Subject eligibility criteria
Patients enrolled in this study fulfilled the following criteria: (1) the patient met HLH-2004 diagnostic criteria ; (2) the patient was pregnant at the time of onset.
Assessment of therapy
The assessment of treatment was previously described in a research study for pediatric HLH. We modified the treatment based on our experience with adult HLH patients [14, 15]. A complete response was defined as normalization of all quantifiable symptoms and laboratory markers of HLH, including levels of sCD25, ferritin, triglycerides, hemoglobin, neutrophil counts, platelet counts and alanine aminotransferase (ALT). A partial response was defined as at least a 25% improvement in 2 or more quantifiable symptoms and laboratory markers by 2 weeks following DEP (doxorubicin-etoposide-methylprednisolone) regimen as follows: sCD25 response was > 1.5-fold decreased; ferritin and triglyceride decreased at least 25%; for patients with an initial neutrophil count of < 0.5 × 109/L, a response was defined as an increase by at least 100% to > 0.5 × 109/L; for patients with a neutrophil count of 0.5 to 2.0 × 109/L, an increase by at least 100% to > 2.0 × 109/L was considered a response; and for patients with ALT > 400 U/L, response was defined as an ALT decrease of at least 50%. Additionally, subject body temperatures had to revert to normal ranges in either complete response or partial response. Other observational indicators in the study included liver and spleen size, bilirubin and albumin levels.
The therapy regimens and outcomes were observed and documented.
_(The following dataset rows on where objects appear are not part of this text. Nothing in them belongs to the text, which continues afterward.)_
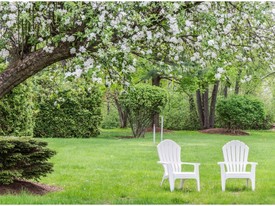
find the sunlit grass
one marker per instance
(109, 170)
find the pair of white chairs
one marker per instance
(235, 155)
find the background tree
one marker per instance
(141, 103)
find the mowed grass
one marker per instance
(109, 170)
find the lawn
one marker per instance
(109, 170)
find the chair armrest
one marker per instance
(252, 163)
(160, 162)
(222, 166)
(186, 163)
(189, 163)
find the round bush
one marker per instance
(24, 158)
(241, 112)
(70, 113)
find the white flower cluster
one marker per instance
(219, 73)
(68, 38)
(4, 53)
(196, 56)
(77, 73)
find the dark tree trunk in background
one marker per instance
(205, 109)
(225, 91)
(237, 85)
(121, 112)
(206, 118)
(21, 69)
(156, 82)
(213, 104)
(200, 108)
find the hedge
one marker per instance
(24, 158)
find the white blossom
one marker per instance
(88, 62)
(82, 49)
(48, 49)
(4, 53)
(211, 42)
(188, 23)
(220, 70)
(71, 38)
(218, 76)
(73, 50)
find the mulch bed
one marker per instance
(224, 131)
(19, 186)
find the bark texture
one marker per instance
(21, 69)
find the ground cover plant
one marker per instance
(110, 170)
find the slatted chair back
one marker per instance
(169, 152)
(235, 155)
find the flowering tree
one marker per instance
(109, 38)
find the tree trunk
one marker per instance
(225, 91)
(213, 104)
(155, 118)
(205, 109)
(237, 85)
(200, 108)
(21, 69)
(121, 112)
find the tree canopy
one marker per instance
(110, 37)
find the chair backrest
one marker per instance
(169, 151)
(235, 155)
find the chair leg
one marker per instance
(172, 184)
(163, 178)
(253, 184)
(198, 184)
(223, 183)
(181, 183)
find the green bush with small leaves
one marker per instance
(141, 102)
(16, 111)
(24, 158)
(241, 112)
(70, 113)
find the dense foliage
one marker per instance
(16, 111)
(142, 102)
(241, 112)
(179, 113)
(24, 158)
(69, 113)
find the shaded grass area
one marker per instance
(109, 170)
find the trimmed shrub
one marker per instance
(179, 115)
(16, 115)
(111, 119)
(24, 158)
(241, 112)
(142, 102)
(70, 113)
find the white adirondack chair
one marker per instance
(235, 155)
(169, 154)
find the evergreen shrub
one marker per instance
(70, 113)
(24, 158)
(241, 112)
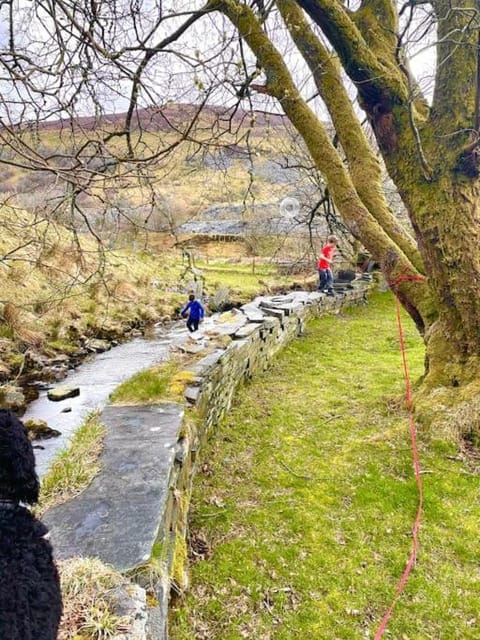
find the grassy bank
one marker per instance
(303, 508)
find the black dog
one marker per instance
(30, 599)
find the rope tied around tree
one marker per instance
(416, 461)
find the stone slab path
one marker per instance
(118, 517)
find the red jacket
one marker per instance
(328, 251)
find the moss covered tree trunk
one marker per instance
(430, 151)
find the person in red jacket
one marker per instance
(325, 261)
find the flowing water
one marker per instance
(96, 378)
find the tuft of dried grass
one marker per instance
(85, 584)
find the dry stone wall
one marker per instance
(258, 331)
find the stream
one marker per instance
(96, 378)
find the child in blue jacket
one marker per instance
(195, 312)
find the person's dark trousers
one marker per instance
(192, 324)
(326, 280)
(322, 279)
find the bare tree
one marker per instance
(75, 62)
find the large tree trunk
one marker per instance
(429, 153)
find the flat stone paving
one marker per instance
(118, 516)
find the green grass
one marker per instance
(241, 277)
(75, 467)
(147, 386)
(308, 498)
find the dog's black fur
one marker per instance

The data in this study were collected from 4 medical institutions in China: Beijing Friendship Hospital, General Hospital of the People’s Liberation Army, Beijing Chao-yang Hospital and China-Japan Friendship Hospital. From April 2011 and April 2018, there were 13 patients in total who were enrolled in this study. The median age was 26 (20–36) years old. The median gestational age was 28 (10–35) weeks. Seven patients were first-time pregnant and the rest were multiparas. Among these 13 patients, 2 had a history of abnormal pregnancy. Most HLH occurred in the mid- to late-gestation. None of these patients had family history of HLH.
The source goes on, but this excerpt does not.